If I dwell on it I can feel myself ready to buckle, the emotions running so close to the surface, like a river in winter, flowing fast under a seemingly still, frozen surface. So once more my books come to my rescue, a literary landscape composed soley of letters sculpted into every shape, but in little quiet moments you can feel the ice cracking and splintering, the frozen river pushing its way out. I felt it the other morning sitting on the bus on the way to work, not really taking in the book in my hand. It was a very cold morning with freezing fog swirling around Edinburgh; the slowly rising sun wasn't visible directly, but the fog around the great mass of the Castle was glowing with a diffuse amber light.

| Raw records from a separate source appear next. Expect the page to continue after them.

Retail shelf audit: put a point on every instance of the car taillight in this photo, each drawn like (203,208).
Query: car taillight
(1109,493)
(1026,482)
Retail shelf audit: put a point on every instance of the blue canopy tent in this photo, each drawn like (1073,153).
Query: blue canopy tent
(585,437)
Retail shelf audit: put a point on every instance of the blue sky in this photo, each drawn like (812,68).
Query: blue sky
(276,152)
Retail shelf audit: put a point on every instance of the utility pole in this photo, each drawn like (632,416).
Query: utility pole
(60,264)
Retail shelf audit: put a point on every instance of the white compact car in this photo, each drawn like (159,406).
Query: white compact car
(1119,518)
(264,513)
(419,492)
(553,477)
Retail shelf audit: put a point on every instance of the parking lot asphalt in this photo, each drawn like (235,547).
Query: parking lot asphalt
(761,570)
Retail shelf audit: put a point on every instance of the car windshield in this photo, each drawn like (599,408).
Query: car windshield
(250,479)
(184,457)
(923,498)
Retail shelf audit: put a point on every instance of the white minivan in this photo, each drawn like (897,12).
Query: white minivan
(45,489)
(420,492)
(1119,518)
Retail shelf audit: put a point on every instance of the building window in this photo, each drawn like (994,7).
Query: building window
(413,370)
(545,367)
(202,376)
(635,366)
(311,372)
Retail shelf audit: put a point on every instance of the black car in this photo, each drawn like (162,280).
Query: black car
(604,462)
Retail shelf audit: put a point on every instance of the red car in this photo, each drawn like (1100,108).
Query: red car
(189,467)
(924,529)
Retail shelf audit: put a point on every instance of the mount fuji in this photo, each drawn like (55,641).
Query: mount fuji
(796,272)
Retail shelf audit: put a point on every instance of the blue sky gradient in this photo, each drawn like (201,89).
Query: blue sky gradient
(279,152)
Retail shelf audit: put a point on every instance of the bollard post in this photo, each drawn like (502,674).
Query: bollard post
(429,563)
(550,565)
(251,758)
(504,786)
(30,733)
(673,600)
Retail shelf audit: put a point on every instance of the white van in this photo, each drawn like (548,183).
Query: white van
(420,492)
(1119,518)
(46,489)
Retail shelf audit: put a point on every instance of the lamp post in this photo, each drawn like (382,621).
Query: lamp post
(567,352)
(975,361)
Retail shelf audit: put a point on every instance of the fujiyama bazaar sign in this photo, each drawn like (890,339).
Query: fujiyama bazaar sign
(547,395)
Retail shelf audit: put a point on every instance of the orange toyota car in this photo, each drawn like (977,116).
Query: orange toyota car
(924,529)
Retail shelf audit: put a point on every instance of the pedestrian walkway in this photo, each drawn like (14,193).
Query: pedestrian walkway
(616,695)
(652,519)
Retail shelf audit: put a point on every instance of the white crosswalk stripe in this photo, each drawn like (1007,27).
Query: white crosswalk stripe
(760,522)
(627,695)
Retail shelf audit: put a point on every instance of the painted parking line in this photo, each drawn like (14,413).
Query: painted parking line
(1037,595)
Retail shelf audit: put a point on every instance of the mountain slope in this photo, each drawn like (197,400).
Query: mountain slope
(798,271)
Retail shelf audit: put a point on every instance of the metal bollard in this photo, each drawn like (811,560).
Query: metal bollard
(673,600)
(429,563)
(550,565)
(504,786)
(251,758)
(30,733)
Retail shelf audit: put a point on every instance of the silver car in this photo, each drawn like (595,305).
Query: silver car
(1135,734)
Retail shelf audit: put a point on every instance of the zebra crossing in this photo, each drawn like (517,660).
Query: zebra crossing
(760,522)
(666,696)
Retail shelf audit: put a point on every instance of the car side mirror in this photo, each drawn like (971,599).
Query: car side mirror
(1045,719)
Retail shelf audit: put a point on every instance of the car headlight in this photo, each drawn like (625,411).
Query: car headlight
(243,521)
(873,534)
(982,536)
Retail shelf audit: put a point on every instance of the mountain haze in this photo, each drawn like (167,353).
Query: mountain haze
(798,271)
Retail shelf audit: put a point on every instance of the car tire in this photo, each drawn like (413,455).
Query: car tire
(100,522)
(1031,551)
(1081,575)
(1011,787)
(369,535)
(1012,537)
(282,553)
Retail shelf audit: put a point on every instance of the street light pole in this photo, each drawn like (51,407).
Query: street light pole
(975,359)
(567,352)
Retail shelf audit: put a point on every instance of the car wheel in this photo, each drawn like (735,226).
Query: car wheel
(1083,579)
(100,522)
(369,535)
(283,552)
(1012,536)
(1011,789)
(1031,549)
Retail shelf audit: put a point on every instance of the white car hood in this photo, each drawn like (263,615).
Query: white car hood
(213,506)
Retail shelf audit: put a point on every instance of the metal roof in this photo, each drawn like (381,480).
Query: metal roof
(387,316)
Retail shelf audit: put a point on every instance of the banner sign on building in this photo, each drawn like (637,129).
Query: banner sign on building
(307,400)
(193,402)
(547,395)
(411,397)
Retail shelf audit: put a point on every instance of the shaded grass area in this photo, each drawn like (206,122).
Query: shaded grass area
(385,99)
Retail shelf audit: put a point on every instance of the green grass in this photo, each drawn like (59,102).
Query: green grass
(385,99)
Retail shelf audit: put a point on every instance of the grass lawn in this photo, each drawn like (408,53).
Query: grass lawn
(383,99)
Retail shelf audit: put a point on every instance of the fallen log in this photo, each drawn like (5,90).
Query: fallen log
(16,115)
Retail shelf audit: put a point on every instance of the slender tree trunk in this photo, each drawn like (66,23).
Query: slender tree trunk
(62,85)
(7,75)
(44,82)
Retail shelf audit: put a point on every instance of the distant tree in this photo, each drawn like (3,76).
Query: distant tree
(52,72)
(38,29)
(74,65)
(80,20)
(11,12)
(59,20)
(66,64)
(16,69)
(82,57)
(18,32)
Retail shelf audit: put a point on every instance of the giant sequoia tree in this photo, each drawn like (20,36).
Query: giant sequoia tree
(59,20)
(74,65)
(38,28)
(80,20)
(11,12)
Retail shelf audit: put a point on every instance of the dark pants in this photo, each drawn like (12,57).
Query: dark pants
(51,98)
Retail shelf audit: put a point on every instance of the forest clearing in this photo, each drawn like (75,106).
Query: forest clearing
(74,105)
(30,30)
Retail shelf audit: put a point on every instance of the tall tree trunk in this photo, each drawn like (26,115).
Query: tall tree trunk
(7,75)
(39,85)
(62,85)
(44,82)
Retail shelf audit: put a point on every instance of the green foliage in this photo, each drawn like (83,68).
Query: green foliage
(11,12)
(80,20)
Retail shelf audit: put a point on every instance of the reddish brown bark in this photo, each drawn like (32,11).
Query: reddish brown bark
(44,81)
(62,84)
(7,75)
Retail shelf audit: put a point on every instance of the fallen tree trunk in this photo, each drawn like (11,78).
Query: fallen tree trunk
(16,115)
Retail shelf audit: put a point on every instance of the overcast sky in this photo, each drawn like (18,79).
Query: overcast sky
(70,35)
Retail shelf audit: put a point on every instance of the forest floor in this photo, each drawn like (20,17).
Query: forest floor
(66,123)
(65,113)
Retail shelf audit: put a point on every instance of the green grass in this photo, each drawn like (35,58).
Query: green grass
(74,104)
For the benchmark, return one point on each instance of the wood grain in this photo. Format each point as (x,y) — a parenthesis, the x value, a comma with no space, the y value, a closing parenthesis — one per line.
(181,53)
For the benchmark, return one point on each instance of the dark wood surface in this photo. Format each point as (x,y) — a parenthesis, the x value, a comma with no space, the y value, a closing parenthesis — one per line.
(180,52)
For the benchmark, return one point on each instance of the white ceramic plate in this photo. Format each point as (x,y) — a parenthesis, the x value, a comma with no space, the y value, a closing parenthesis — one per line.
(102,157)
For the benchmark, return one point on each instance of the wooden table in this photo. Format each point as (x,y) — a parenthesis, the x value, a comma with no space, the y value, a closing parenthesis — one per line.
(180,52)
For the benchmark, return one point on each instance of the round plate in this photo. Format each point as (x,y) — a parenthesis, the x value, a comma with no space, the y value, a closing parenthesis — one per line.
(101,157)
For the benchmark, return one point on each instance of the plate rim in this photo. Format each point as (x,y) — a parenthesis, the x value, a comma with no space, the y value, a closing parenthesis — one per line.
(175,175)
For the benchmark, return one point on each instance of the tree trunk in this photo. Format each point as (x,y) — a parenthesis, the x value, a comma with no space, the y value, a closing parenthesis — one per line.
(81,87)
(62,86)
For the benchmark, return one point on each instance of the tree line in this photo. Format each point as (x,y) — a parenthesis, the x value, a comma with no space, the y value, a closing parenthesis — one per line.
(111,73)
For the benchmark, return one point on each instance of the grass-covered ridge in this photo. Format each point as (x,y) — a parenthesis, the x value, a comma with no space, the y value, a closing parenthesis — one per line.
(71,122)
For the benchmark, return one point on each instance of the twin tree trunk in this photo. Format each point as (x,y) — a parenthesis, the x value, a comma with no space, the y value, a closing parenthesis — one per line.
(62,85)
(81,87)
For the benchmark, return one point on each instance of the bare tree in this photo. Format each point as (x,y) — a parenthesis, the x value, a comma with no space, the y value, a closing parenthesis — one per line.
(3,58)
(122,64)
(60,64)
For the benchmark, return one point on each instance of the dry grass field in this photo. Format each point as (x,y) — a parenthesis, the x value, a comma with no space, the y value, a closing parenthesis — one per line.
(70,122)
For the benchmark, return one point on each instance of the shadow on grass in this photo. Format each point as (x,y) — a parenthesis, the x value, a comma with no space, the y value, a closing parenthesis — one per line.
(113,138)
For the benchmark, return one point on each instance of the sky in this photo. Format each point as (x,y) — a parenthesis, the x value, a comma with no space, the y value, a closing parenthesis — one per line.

Then the bus turned over North Bridge, giving me a view west over the Gardens towards the Castle, the mist lying in the valley of the Gardens and east, out to the Forth and the magnificent view of Arthur's Seat, a huge extinct volcano right here in our city and the spot where Hutton examined the rocks and started to lay down the rules of the science we now know as geology centuries past. Arthur's Seat looks magnificent in all weathers, but this morning it looked remarkable. The pale, low, midwinter sunrise struck the crags, turning the cold stone a warm copper, while between the heights the mist had sunk, curling around lower rocks and outcrops and pouring out into the small loch at the base by the Palace like a living creature. It was as if the rocks were breathing and this twisting, low-lying mist was its exhalation, showing sharp in the cold air just as my own breath did. For a little moment I saw magic and beauty in the cold, winter dawn. No one else seemed to lift their heads to look out from the bus and it felt as if the spirit of the rocks had put on a beautiful show just for me.
My Dear Joe,
ReplyDeleteI'm so sorry to read about your uncle....it's such a difficult thing to watch. I wish I could say or do something to ease your pain and short of sending you a topless picture I've only got a cyber hug...(((((Joe))))).
As always your words are so moving and I love seeing the world through your eyes. I do want to be sure I wish you a belated happy birthday...I'm sorry I missed the actual day and saying I've been in a haze since December is my only patheic excuse.
I hope this year brings you lots of joy....if anyone deserves it you do.
Love,
Lili
What a beautiful post. You should write a novel, you have great descriptive powers.